Go, frameworks, and Ludditry

A topic that has weighed on my mind recently is the dichotomy of frameworks vs. libraries in the Go community.

Is the prevailing stance against complex frameworks a rejection of this purported labour saving automation, or an enlightened position that has weighed the pro’s and cons and found the costs of a framework based approached outweighs the benefits ?

A framework calls your code, you call library code.

If you want to call net/http a framework under that definition, go for it. You can win that argument, but don’t let it fool you into thinking that this is the exception that proves the rule.

Frameworks, if they communicate with your code in simple terms are tone deaf.
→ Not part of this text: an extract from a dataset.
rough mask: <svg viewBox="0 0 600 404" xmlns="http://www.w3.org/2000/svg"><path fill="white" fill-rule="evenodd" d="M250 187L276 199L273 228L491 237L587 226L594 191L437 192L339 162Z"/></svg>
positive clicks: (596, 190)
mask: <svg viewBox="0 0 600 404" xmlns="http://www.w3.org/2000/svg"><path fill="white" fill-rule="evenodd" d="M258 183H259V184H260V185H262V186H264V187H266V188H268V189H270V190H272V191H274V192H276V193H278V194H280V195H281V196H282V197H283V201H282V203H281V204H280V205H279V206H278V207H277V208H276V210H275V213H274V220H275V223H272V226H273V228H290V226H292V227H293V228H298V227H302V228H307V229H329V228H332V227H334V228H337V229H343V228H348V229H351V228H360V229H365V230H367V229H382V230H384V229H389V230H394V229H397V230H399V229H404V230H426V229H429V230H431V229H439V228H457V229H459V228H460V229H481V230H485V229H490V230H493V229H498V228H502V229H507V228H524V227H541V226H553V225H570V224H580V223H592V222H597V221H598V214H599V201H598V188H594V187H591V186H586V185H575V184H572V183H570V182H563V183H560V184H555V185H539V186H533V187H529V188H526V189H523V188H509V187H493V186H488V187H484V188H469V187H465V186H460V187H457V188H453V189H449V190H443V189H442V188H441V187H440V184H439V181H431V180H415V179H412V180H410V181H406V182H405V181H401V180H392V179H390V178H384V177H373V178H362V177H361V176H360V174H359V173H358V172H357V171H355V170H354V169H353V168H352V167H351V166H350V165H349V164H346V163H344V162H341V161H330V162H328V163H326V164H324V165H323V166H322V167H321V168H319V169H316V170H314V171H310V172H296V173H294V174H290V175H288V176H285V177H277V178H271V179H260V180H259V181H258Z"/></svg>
Unable to express the intent that they have been asked to pass on to you, they force you to glean meaning from their obscure requests via processes akin to psychic divination. Alternatively frameworks subject you to an increasingly bureaucratic interaction of call-backs, configuration settings, and rigid parameters.

By comparison, the best libraries are the ones with loose coupling, powered by the pervasive nature of Go’s interface. These simple abstractions allow you to compose your own grammar specialised to the task at hand.

Writing programs is fundamentally about interpreting data. If you outsource that interpreter to someone else, you have artificially constrained the vocabulary with which to describe and interact with that data.

Given these two choices, I am happy to stand with the camp who desire simple composable types and packages.